We all have our own ideas of how things are. I imagine everything is connected - life, thought, culture, history - with a continuous process of fragmentation, realignment and evolution. I am intrigued that we can change our opinion on something simply by changing our perception of it, that we can hold opposing ideas, happily unaware of the inconsistency or contradiction. In our different ways we all try to put cohesion around a personal set of perceptions, experiences, heritage, circumstances, needs and drives. My work is about making visible these processes of connection and evolution, arcs through time, fleeting moments held still.
My process involves a lot of different mark-making painting techniques, often using more than 30 layers. I want to create a depth in the mark making that in the end is so complex the sequence cannot be fathomed but at the same time appears so natural and familiar one forgets that it is fabricated. Cloth is brought to life as if it might have agency, as if a random moment in its movement can hold meaning, as if something of the emotional life of humanity could be reflected there. Objects appear to be consumed, as if growing life forms have repurposed their original function.

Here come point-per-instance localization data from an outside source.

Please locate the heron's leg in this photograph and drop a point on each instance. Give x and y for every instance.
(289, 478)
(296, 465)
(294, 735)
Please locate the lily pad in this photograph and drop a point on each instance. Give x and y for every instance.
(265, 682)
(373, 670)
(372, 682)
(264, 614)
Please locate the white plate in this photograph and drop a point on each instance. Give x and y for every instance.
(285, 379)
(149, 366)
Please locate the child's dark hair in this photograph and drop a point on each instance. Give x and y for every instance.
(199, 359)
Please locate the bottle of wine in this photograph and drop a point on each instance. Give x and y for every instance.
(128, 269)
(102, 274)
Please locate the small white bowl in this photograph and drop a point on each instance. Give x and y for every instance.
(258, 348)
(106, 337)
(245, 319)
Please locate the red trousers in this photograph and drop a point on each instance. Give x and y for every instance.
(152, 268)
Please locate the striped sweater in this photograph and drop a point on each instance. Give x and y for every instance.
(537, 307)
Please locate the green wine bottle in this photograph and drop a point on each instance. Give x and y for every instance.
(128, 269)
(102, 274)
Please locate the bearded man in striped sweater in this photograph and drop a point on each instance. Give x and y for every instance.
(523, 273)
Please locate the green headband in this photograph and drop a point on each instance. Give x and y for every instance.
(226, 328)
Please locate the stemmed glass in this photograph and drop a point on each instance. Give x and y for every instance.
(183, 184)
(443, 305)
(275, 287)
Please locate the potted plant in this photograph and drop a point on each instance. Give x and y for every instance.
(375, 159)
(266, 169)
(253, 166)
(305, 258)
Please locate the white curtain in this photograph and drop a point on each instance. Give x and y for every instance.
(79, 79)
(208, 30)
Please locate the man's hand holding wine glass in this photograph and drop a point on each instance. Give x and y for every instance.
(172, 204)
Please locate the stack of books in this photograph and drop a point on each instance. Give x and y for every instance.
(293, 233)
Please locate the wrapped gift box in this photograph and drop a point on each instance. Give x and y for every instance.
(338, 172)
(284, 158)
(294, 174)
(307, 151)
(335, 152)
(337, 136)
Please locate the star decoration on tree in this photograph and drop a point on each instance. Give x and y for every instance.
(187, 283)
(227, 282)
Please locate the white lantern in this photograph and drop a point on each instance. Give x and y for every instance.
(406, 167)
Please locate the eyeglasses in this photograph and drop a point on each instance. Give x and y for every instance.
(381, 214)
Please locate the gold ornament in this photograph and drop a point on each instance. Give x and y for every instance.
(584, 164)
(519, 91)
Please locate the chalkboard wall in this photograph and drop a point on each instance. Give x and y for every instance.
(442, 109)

My work is not about my story, although I do have a story - I grew up exploring the New Forest with my best friend, a dog; lived on a sailing boat and skipped/home-schooled as my parents decided to leave the rat race; re-entered school as a total alien; met my husband young and took off round the world raising our three children across 12 different countries; when they left home I started my own art career in New York, and then, for the last six years, have been building my career in London.
I don’t buy into the one-trajectory-fits-all idea, and prefer to think every artist has a unique perspective to create from. My work is not about me, it’s about the connections and understandings we build through experience, life, family, learning, and expanding our mind.